Charlie, I understand that using what I already own is far nicer than needing to spend hundreds to buy something new. But to say these issues don't happen isn't genuine. I'm not a full-time cutout expert but I've done quite a few removals. But rather than my opinion, I'll quote what one of my customers who does cutouts and removals professionally has said. In the first week he had it, he did 6 cutouts. He had used a bushkill-type vacuum design until he got mine. He said it cut his time per cutout nearly in half. I would call that 'being slow'. I've been meaning to get a letter from him telling what he thinks of it, I'll call him and ask for it. I can tell you that I've not had one person who had a Bushkill-type vacuum prefer it after using my vacuum only once.

It's not just setup/teardown time. It's the portability, being cordless, easy speed adjustments, high capacity, lightweight, short hose (clog avoidance), minimized-injury design... each of these make a difference. And note that he still just dumps the bees on the hive body with the brood (like Pat did). (side note, with AHB here in TX, only 50% of the bees would land on the hive and instead go airborne immediately when trying to dump them! I've been there more than once.)


----------



## Charlie B (May 20, 2011)

I stand by my original post.


----------



## TexasFreedom (Feb 25, 2016)

Charlie B said:


> I stand by my original post.


As do I, Charlie. I hope we can agree to disagree amicably. Neither of us want to argue against facts. 

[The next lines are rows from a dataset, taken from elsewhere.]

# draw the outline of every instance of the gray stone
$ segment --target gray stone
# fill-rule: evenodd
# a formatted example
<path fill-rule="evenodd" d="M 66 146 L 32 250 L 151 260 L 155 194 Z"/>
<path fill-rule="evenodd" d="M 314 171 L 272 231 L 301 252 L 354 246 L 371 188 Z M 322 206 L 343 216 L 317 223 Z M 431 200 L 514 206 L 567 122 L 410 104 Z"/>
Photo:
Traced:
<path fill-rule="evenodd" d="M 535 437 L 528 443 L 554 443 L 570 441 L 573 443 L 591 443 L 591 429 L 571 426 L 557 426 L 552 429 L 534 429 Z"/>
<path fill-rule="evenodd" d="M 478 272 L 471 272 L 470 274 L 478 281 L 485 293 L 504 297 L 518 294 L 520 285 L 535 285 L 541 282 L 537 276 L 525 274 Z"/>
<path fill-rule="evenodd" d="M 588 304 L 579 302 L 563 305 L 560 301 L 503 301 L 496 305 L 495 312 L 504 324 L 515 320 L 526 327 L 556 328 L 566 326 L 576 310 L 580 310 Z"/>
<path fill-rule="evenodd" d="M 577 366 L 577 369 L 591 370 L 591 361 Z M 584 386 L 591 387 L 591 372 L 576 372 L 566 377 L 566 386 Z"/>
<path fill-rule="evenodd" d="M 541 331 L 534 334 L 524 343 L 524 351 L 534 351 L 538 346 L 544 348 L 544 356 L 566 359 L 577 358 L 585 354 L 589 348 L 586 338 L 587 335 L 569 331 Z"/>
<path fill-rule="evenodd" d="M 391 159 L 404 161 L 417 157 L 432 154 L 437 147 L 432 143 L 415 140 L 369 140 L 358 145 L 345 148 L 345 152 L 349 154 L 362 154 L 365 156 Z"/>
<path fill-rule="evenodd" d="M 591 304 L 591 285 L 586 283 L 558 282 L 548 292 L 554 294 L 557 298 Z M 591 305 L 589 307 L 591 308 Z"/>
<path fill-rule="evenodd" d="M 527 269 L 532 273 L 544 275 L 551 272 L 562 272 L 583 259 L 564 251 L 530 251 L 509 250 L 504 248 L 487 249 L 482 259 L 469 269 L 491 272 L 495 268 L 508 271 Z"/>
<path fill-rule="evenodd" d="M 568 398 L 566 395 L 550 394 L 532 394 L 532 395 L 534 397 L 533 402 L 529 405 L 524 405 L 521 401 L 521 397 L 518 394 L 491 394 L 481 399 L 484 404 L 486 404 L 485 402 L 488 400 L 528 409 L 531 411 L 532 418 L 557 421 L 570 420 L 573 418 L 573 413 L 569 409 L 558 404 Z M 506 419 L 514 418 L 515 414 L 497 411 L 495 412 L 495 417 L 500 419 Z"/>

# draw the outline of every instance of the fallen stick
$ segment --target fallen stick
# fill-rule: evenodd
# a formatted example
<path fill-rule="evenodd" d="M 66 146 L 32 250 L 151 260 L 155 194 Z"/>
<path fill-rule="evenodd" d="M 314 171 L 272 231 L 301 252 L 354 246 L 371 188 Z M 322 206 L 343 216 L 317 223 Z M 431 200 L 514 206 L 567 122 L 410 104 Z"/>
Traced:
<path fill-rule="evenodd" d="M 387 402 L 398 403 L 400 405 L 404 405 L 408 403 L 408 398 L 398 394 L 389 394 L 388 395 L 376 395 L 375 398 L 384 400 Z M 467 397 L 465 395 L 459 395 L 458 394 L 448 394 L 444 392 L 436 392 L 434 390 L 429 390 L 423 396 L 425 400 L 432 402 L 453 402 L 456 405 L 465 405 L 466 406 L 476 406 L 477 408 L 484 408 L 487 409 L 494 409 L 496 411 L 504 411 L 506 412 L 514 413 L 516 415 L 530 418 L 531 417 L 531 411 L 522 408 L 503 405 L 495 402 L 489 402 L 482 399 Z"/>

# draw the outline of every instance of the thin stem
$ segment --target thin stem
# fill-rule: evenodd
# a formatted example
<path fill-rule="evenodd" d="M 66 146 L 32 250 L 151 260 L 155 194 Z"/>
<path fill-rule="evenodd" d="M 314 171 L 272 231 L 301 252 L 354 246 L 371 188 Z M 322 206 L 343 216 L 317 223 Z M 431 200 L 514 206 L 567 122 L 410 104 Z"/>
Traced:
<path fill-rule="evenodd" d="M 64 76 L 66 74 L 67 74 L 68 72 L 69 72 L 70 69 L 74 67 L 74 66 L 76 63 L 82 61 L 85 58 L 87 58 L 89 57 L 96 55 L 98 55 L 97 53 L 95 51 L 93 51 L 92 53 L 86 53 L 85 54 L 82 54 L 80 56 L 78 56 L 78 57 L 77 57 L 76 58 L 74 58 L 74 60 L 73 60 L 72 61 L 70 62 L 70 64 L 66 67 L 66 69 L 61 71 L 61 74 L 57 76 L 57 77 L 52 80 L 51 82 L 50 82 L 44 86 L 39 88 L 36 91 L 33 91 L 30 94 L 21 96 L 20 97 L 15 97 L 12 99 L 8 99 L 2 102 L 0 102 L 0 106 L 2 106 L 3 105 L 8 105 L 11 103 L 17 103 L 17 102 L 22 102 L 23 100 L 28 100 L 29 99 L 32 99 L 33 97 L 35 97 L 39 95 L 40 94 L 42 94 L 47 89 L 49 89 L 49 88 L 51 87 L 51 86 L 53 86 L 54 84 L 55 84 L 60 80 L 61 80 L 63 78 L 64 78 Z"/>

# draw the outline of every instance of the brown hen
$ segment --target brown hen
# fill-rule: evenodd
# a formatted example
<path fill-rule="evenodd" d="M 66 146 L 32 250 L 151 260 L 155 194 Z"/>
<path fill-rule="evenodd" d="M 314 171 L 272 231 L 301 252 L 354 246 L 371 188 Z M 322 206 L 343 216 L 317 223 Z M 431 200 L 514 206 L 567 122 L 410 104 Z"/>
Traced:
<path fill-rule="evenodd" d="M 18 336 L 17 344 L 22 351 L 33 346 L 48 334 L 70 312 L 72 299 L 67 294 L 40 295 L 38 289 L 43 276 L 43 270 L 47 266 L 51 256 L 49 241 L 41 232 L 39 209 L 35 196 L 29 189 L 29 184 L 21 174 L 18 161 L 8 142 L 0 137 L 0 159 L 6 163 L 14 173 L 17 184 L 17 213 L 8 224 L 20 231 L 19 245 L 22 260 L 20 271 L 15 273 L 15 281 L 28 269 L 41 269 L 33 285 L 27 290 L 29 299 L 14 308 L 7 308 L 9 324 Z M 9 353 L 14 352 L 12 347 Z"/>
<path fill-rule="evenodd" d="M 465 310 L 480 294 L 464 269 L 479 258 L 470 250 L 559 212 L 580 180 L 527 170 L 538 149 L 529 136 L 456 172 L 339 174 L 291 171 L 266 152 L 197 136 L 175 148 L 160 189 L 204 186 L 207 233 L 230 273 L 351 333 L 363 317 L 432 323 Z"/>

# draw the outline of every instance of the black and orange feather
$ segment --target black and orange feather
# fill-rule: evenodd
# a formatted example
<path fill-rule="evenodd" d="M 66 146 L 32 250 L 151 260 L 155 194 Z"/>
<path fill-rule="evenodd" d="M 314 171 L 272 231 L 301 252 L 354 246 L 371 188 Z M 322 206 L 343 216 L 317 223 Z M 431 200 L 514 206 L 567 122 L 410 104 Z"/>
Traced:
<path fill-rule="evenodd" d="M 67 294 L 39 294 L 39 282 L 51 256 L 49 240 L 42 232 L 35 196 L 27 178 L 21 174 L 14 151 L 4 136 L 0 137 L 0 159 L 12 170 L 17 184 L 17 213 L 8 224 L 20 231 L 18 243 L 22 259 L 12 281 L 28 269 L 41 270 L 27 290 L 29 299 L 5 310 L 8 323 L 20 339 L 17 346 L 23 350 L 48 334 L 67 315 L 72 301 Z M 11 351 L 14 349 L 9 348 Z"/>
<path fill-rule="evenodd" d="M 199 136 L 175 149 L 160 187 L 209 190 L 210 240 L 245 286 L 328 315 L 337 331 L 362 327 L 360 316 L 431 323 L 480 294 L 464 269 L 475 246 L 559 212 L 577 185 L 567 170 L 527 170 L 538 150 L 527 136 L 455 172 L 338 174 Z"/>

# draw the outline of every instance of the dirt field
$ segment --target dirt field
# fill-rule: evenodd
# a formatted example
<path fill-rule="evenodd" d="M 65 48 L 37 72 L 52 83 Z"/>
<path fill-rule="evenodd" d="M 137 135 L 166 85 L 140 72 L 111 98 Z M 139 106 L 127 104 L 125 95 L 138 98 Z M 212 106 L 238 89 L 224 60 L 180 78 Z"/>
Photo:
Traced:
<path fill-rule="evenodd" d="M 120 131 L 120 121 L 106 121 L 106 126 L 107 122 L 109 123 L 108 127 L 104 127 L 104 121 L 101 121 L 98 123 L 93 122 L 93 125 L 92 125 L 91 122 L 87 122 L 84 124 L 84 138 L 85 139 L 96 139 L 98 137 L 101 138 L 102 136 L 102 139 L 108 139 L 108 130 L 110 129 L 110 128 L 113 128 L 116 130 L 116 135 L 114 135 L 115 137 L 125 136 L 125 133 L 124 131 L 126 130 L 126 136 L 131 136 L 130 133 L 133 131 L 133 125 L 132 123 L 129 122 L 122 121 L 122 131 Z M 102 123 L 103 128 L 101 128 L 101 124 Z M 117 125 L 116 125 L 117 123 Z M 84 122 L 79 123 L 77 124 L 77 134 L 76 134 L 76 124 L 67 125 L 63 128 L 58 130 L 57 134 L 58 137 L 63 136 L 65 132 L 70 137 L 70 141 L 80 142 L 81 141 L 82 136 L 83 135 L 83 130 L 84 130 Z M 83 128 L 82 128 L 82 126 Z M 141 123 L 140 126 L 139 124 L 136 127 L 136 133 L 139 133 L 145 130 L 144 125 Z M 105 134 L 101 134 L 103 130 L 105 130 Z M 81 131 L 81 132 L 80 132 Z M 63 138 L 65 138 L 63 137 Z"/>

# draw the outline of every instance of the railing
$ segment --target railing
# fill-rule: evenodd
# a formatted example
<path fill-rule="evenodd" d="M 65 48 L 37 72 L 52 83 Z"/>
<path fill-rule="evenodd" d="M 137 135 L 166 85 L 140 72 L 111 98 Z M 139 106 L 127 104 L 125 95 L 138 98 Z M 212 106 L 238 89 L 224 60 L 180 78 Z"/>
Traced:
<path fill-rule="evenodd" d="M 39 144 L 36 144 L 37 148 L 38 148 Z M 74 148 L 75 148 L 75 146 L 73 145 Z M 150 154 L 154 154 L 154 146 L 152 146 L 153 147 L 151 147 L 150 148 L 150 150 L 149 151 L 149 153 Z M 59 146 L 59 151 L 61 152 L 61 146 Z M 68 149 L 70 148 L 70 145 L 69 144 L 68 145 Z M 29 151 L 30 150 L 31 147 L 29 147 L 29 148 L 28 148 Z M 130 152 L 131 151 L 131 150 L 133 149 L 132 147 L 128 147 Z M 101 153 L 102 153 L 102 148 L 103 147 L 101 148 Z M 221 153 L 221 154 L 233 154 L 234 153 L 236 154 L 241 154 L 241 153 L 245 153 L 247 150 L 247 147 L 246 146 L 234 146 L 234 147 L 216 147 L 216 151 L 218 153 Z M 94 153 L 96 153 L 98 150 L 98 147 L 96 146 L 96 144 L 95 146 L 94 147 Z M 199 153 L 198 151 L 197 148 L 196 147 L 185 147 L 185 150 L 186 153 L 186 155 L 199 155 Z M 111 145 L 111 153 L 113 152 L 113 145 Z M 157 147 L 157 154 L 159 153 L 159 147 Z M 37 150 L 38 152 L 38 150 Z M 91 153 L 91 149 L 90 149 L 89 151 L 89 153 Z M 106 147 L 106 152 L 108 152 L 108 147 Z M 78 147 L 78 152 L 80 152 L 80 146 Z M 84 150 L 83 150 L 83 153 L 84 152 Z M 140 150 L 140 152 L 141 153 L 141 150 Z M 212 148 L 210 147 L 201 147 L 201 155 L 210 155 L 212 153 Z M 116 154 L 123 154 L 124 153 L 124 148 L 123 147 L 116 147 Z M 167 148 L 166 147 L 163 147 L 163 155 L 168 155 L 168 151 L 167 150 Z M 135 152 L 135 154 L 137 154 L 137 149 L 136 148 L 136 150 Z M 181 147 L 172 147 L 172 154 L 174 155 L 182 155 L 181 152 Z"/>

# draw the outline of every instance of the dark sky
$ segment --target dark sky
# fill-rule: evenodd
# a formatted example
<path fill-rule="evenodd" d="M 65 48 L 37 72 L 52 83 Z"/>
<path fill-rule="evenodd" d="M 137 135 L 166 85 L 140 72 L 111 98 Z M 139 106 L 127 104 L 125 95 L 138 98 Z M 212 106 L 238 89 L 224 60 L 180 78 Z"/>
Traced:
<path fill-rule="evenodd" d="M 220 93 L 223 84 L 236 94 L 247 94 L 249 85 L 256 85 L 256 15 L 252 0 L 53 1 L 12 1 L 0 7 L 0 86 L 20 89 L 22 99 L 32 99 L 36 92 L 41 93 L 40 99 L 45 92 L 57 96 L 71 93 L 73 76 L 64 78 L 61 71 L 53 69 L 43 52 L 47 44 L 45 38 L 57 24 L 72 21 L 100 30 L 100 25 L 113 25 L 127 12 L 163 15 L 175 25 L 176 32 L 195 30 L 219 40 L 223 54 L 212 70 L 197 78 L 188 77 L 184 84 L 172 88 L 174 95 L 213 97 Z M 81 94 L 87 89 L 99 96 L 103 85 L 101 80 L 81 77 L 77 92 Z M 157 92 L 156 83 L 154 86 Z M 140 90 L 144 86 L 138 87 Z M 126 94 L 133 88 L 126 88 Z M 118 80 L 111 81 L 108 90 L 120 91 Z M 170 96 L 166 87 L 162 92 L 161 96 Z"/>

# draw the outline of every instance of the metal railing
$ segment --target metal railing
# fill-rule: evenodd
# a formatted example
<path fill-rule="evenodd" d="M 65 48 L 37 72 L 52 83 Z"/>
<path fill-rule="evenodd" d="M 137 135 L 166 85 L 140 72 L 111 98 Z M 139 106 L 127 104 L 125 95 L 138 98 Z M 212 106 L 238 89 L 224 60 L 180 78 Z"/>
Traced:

And opinions/viewpoints are just that, one individual's perspective. I can say I like my Ford, you can say you like your GM. Neither of us are wrong based on each individual's experiences.

I can say that every one of my customers have been thrilled with my bee vacuum. But then, lots of people have chosen not to buy my vacuum and stuck with what they have (for their own individual reason). I say God Bless all of them: go in peace; those that buy and those that don't.


----------